Car vandalisms, dog theft reported
by By GREG KAYLOR Banner Staff Writer
Apr 25, 2013 | 1612 views | 0 0 comments | 4 4 recommendations | email to a friend | print
Three vehicles were reportedly damaged due to vandalism that occurred at a Varnell Road address.

The incident was reported earlier this week to Bradley County Sheriff’s Office.

According to a report filed by deputy Kolby Duckett, Robin Killian, Cathy Whaley and Twania McGill said they made the discovery Tuesday that someone had damaged the tires on their vehicles.

The incident was believed to have occurred between 1:30 a.m. and 6:30 a.m. Tuesday.

Twelve tires had been punctured, according to the report.

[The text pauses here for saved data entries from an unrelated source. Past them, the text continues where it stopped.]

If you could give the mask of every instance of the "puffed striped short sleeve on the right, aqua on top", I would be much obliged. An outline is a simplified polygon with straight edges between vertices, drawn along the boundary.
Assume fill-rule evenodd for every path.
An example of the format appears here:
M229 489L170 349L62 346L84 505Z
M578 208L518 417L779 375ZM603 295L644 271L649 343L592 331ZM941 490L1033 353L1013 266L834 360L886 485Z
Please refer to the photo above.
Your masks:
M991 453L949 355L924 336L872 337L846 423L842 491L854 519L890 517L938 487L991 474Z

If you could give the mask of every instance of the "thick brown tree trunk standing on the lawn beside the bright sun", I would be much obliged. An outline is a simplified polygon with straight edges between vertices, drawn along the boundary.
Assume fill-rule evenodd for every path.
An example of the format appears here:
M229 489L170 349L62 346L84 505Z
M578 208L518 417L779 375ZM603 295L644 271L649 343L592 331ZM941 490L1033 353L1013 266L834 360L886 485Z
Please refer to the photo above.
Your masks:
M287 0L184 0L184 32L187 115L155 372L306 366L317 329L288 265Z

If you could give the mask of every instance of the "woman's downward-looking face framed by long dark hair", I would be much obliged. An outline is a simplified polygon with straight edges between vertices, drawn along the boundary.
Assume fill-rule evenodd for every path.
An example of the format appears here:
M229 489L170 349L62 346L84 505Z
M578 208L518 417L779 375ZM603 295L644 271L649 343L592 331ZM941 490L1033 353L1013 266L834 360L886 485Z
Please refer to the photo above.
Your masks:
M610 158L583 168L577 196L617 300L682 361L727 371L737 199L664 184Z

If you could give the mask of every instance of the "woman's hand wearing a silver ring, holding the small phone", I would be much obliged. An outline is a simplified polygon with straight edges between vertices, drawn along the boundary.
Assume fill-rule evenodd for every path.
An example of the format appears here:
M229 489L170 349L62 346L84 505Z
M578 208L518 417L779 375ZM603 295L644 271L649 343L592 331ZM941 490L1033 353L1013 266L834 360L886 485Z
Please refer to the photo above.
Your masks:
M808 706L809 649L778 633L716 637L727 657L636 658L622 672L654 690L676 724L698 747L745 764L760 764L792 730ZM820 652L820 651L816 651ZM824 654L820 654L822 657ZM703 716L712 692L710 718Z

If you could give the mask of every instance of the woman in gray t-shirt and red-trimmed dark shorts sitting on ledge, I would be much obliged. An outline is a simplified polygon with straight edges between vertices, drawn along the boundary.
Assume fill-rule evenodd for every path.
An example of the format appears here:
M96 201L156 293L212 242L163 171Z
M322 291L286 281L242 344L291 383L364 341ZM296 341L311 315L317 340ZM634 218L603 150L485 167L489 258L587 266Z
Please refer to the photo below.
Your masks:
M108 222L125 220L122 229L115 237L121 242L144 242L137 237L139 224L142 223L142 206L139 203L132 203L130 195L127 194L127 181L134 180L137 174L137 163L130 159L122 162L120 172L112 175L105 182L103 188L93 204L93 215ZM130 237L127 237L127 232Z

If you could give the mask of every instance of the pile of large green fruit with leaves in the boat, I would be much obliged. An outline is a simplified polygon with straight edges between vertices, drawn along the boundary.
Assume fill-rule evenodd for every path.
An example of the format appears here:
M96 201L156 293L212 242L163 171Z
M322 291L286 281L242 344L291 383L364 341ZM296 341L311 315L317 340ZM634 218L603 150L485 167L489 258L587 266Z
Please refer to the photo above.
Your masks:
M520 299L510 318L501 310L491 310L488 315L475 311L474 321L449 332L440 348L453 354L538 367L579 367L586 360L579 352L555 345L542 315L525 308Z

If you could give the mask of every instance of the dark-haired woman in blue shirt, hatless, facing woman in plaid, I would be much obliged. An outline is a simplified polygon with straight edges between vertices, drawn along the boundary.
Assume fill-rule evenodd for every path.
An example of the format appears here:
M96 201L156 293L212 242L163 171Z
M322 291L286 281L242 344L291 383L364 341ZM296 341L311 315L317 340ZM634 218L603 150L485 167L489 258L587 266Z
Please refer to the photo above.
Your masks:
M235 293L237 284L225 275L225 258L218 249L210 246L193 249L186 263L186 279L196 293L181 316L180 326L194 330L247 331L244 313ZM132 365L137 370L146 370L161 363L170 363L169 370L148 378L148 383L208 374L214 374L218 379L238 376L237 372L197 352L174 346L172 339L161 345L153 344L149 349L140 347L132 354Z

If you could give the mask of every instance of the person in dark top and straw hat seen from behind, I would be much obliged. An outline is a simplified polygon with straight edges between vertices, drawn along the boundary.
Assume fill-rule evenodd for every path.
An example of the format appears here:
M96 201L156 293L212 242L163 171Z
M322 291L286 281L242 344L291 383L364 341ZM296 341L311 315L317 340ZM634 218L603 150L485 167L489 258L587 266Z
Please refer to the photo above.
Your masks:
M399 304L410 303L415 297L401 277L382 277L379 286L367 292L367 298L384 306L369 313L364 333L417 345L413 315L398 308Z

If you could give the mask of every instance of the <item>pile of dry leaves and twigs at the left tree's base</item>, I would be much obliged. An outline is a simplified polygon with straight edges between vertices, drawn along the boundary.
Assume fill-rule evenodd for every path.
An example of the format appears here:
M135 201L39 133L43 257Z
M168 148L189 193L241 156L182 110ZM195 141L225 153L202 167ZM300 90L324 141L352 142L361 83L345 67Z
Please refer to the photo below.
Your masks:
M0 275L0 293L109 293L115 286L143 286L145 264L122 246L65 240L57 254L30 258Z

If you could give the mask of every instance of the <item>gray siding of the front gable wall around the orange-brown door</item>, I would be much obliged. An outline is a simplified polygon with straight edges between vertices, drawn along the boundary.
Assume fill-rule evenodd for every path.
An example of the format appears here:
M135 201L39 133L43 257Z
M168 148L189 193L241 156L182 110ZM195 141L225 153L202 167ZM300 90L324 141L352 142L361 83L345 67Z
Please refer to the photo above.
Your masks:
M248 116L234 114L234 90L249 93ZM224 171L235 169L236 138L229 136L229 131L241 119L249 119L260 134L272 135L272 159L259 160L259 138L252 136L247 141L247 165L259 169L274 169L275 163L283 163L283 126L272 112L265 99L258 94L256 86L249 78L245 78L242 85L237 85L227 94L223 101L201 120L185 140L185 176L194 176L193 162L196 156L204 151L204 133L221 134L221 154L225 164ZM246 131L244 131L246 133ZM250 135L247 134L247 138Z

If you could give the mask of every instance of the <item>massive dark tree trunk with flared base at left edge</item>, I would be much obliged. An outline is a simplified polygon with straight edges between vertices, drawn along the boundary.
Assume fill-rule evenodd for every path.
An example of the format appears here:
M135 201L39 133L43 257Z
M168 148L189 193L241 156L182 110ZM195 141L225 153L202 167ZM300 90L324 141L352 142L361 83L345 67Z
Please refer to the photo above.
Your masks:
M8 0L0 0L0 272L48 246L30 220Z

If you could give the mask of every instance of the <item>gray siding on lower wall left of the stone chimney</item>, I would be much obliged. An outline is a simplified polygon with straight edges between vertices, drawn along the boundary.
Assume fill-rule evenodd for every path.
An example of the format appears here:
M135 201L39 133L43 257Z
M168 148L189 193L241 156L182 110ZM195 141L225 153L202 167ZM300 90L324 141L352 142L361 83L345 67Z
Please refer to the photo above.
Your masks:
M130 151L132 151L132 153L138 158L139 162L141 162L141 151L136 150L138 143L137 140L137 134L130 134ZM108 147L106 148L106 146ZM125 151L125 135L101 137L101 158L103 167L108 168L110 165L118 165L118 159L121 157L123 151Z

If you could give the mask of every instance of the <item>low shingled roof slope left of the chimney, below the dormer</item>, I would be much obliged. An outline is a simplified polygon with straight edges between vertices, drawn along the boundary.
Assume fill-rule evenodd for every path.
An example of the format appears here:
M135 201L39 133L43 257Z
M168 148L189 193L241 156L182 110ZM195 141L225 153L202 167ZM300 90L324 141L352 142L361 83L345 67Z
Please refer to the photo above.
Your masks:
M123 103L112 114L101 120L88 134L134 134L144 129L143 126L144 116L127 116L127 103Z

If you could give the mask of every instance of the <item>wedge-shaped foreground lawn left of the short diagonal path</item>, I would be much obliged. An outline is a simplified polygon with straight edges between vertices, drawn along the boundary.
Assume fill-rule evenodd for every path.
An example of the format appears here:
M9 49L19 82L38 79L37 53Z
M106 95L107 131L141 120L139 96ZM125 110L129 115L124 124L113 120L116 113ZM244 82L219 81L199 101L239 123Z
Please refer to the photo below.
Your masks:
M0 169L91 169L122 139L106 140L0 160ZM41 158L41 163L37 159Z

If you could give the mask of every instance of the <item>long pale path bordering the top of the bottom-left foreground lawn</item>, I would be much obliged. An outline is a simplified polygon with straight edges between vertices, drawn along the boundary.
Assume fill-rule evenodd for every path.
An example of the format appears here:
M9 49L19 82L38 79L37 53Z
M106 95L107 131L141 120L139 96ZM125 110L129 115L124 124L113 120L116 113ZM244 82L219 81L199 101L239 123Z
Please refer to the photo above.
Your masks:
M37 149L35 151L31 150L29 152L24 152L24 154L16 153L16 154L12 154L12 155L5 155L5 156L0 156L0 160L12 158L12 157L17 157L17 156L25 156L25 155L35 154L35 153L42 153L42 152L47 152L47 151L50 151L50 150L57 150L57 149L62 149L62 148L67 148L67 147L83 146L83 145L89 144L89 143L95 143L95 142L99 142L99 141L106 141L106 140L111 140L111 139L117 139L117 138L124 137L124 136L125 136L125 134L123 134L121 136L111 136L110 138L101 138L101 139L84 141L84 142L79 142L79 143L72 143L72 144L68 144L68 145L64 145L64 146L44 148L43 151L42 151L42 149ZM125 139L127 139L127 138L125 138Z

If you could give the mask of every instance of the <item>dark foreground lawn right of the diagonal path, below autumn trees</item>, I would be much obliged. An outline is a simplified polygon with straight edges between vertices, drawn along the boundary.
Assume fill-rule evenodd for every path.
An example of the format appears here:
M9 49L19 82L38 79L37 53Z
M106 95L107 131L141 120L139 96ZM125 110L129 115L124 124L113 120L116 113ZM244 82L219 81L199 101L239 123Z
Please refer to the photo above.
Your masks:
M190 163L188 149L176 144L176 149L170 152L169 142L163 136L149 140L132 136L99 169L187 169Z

Damage was estimated at $1,540.

- Deputy Kevin Chastain filed a report regarding a burglary at a Woolen Street address.

Ashley Garrett and Adrian Pena said someone broke into their residence and took a JVC 40-inch television, a Sony PlayStation III and controllers, 15 games and 15 Blu-Ray discs. Criminal Investigations Division detectives were notified of the burglary. Forced entry to the residence was evident, according to the report.

Loss was estimated at $2,400.

- A Waterlevel Highway resident reported the theft of his pet beagle.

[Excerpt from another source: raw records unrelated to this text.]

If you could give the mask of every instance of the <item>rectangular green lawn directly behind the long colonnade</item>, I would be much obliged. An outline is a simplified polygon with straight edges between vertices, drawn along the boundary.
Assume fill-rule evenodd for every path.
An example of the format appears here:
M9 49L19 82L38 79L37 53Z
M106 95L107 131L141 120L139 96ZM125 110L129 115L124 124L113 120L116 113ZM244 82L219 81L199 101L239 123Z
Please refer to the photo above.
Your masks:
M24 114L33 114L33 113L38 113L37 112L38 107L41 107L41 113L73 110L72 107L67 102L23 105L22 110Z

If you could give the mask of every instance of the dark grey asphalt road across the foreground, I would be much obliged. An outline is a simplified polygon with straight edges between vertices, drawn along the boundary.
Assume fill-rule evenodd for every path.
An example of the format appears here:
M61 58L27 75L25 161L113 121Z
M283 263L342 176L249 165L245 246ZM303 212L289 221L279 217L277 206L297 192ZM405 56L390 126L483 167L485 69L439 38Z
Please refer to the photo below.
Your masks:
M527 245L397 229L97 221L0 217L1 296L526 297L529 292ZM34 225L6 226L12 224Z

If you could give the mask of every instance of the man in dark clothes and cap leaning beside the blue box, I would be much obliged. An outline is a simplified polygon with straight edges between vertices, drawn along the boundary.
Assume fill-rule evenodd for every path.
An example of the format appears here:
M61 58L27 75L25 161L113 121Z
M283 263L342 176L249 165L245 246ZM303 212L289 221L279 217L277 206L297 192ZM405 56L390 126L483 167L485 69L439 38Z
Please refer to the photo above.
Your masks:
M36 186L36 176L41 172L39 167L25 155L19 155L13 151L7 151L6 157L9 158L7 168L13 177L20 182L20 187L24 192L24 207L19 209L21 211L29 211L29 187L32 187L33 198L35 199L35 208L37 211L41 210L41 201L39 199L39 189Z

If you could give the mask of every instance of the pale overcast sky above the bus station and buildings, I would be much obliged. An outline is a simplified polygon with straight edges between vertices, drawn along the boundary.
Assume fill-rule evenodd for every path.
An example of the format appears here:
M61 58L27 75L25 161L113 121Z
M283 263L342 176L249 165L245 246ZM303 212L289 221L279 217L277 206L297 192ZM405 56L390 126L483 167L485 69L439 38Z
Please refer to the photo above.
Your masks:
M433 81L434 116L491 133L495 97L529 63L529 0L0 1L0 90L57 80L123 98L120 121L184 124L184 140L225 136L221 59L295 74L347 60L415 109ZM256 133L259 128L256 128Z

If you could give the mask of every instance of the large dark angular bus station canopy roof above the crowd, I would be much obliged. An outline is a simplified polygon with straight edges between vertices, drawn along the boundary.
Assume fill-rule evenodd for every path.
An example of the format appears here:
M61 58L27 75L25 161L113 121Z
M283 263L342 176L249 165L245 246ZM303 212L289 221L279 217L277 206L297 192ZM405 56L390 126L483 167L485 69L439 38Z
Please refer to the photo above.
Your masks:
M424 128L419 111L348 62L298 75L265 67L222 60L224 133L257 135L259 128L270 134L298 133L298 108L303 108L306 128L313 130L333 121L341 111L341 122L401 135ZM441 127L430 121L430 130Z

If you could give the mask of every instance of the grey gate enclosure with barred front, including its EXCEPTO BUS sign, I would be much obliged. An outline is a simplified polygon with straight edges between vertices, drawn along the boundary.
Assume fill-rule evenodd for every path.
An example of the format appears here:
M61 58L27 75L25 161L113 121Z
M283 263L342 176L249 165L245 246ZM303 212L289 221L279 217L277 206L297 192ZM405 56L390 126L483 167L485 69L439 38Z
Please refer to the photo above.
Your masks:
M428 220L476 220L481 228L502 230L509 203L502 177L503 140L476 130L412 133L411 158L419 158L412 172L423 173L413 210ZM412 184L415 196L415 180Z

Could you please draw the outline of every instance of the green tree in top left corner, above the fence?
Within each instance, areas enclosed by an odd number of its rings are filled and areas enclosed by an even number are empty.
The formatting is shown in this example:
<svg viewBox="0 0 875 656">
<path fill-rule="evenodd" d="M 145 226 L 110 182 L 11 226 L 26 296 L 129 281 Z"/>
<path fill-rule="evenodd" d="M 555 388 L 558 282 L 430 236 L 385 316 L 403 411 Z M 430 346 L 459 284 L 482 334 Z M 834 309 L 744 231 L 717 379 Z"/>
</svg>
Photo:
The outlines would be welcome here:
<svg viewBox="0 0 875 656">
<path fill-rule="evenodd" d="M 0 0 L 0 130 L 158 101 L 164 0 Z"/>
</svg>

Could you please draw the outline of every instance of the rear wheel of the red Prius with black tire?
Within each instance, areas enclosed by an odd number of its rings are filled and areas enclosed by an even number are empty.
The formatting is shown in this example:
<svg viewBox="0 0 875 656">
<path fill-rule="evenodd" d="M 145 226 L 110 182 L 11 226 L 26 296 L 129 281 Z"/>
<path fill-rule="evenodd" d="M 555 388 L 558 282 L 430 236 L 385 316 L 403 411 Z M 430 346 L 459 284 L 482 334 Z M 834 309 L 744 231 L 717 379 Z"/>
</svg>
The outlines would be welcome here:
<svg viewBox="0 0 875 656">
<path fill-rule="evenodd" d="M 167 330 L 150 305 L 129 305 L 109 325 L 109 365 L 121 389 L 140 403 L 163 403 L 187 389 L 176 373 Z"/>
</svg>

Deputy Earl Pike filed a report for Michael Randolph.

According to the report, a neighbor saw a red Honda pull up to the Randolph address and pick up the dog. The occupants of the vehicle were questioned by the neighbor.

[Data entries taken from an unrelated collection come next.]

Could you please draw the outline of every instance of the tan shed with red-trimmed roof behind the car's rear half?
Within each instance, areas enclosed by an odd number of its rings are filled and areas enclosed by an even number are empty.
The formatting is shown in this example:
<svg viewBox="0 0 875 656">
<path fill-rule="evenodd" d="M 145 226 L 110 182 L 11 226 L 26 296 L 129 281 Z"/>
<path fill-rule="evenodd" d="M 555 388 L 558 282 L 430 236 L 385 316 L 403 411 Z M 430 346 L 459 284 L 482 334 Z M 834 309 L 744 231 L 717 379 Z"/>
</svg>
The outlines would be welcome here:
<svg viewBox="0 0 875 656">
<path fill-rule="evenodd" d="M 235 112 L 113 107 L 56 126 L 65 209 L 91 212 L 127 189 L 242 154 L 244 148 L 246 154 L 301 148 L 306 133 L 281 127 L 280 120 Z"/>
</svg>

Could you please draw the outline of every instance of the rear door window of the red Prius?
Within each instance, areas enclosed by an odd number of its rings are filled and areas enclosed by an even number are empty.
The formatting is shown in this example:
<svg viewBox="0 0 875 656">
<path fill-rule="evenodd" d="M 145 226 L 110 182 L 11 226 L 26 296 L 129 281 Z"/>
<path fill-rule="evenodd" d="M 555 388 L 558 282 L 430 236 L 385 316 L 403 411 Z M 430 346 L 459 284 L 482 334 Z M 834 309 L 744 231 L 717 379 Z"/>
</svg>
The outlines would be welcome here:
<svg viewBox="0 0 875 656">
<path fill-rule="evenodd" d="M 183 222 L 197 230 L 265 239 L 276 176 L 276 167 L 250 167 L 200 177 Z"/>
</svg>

According to their statement, the occupants of the vehicle said they had purchased the dog at a yard sale and were there to pick it up.

The neighbor didn’t know any different and allowed the occupants of the Honda to leave.

After arriving home later, Randolph noticed his dog missing and asked his neighbor if he had seen it. The neighbor told Randolph about the incident and Randolph notified authorities.

The dog is valued at $75.

- Tennessee Highway Patrol will be conducting Driver’s License Roadside Safety Checkpoints in Bradley County beginning this weekend.

The checkpoints will be set up in random locations in the county.

According to THP officials, checkpoints are an effective means of recognizing the dangers presented to the driving public, by motorists who would violate the driver’s license laws of the state.

All scheduled checkpoints are contingent upon weather conditions and manpower availability.